Putney Bridge
Putney Bridge, Hammersmith & Fulham/Wandsworth
A busy river crossing between Putney and Fulham, and the station on its north side
The Earl of Essex erected a temporary bridge here in 1642 to facilitate troop movements. In 1729 local master carpenter Thomas Philips completed the first permanent structure, to the design of Sir Jacob Ackworth. The bridge originally had 26 arches (later reduced to 23), ranging in width from 14 to 32 feet. It provided the only dry crossing of the Thames between the City and Kingston and soon generated toll revenues of £1,500 a year.
Sir Joseph Bazalgette was responsible for the bridge’s replacement in 1886. Constructed from Cornish granite, the new bridge also served as an aqueduct, carrying water mains under the footway.

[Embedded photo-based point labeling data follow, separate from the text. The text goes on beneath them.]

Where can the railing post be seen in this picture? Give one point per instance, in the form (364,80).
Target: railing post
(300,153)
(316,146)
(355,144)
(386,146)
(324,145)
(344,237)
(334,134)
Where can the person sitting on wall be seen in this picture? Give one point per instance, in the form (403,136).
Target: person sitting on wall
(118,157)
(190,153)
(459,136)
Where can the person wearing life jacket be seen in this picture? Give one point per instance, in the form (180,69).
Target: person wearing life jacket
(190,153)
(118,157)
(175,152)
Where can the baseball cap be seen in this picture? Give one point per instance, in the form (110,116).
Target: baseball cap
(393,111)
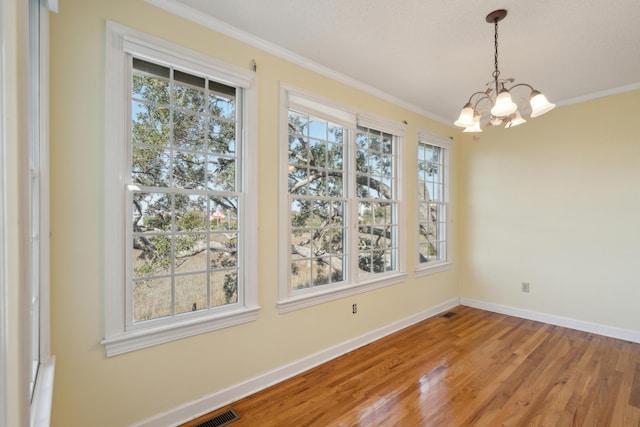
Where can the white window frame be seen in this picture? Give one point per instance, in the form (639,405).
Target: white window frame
(350,118)
(122,43)
(426,268)
(4,290)
(39,229)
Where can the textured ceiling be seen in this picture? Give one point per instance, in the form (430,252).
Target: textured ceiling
(432,54)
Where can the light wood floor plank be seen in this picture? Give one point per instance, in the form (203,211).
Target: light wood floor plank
(476,368)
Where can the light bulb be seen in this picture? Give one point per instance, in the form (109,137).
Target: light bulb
(466,117)
(504,105)
(539,104)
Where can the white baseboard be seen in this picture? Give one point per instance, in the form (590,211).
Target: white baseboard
(209,403)
(566,322)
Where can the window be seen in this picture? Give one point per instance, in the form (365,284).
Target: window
(35,215)
(186,206)
(340,233)
(433,202)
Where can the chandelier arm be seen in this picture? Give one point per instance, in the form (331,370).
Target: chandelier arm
(522,84)
(485,93)
(475,106)
(496,71)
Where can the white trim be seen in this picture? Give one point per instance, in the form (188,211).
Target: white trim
(137,340)
(348,117)
(121,42)
(432,268)
(186,12)
(296,302)
(596,95)
(40,411)
(565,322)
(373,121)
(425,269)
(43,395)
(196,408)
(4,290)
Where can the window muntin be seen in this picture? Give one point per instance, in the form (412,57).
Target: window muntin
(377,207)
(433,246)
(179,184)
(317,200)
(341,232)
(184,203)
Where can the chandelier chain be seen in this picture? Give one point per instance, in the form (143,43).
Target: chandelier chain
(496,72)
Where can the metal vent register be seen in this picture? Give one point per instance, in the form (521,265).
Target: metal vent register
(220,420)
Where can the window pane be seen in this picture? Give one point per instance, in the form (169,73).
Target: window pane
(191,293)
(224,287)
(189,131)
(189,170)
(151,299)
(432,209)
(185,221)
(149,166)
(150,124)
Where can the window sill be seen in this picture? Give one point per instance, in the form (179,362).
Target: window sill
(139,339)
(427,269)
(43,395)
(319,296)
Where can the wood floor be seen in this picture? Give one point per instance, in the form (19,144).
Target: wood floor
(475,368)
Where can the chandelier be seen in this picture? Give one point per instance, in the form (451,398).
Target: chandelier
(502,109)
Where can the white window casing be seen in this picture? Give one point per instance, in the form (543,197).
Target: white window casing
(433,251)
(120,334)
(297,101)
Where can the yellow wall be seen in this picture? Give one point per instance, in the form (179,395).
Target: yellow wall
(556,203)
(93,390)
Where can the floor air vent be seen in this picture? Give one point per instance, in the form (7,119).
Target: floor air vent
(220,420)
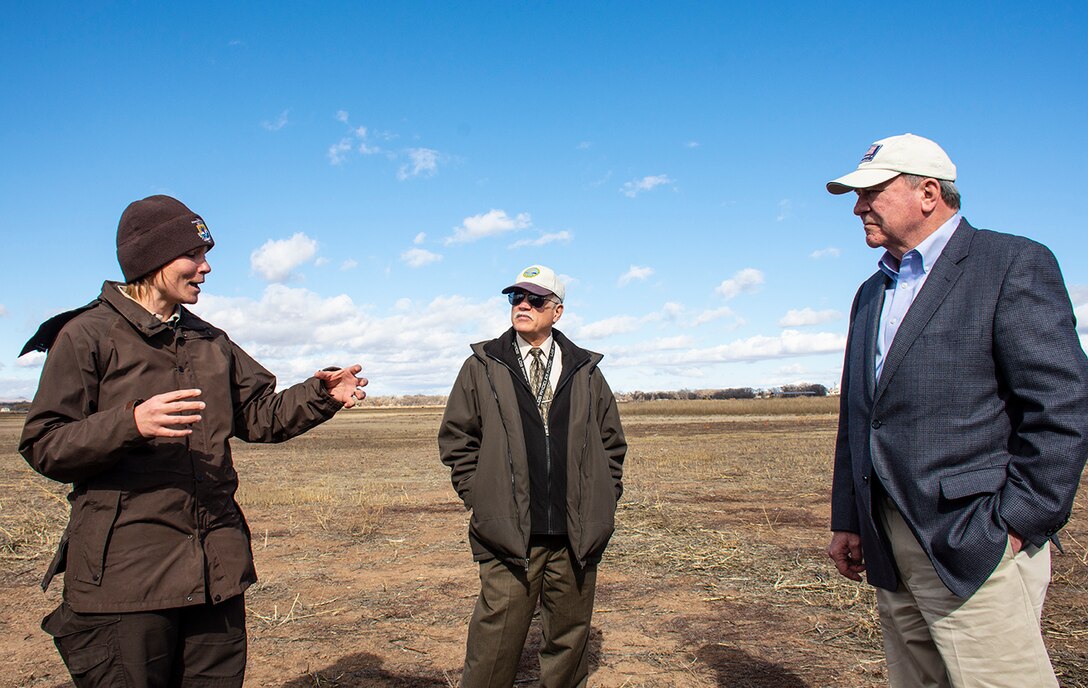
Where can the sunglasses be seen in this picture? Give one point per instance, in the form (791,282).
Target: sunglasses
(534,299)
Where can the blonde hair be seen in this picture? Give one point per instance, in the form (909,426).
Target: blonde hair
(140,287)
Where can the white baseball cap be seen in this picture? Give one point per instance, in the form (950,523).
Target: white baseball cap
(538,280)
(897,155)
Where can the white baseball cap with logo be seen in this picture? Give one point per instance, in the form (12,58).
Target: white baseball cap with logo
(893,156)
(538,280)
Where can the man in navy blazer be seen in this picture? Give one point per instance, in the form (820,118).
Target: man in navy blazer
(963,428)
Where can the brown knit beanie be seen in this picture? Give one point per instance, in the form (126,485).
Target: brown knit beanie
(155,231)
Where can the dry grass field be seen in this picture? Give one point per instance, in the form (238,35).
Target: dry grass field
(716,576)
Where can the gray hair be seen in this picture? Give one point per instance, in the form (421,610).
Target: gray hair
(949,193)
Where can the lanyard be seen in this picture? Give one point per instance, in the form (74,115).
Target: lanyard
(547,370)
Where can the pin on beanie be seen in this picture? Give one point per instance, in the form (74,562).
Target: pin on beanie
(156,230)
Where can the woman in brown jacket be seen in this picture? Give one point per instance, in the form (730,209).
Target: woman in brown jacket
(136,404)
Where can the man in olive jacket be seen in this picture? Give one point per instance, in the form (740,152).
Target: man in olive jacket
(533,440)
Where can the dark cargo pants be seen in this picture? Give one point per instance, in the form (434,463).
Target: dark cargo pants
(504,610)
(193,647)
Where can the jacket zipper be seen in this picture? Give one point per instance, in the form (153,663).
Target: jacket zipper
(509,455)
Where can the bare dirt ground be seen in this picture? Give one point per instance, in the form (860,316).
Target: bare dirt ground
(716,576)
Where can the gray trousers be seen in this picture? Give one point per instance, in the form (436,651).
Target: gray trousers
(201,646)
(508,597)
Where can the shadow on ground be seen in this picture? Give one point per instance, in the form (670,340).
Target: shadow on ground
(529,666)
(356,671)
(740,670)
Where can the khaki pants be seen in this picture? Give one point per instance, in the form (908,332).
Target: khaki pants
(936,639)
(201,646)
(504,610)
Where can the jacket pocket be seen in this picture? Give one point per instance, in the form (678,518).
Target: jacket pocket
(971,482)
(87,643)
(90,535)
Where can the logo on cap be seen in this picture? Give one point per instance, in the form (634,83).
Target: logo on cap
(202,231)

Bazalgette’s bridge was widened in the 1930s.
Putney Bridge station (originally Putney Bridge and Fulham) opened in 1880 as the terminus of the Metropolitan District Railway’s newly extended West Brompton branch. In 1889 a rail bridge was constructed downstream of the road bridge, allowing a connection with the London and South Western Railway at East Putney.
Putney Bridge has been the starting point for the Oxford and Cambridge Boat Race since 1845, and it was the finishing point for the five preceding races, which began at Westminster. It is the best-known event in the rowing calendar – and was in many ways the inspiration for the modern sport. The four-and-a-quarter-mile slog to Mortlake is usually completed in less than twenty minutes and around a quarter of a million people are estimated to watch the race from the riverbank.
The melancholic writer Mary Wollstonecraft tried to drown herself by leaping from Putney Bridge one night in October 1795. She was revived by watermen who had pulled her unconscious from the river.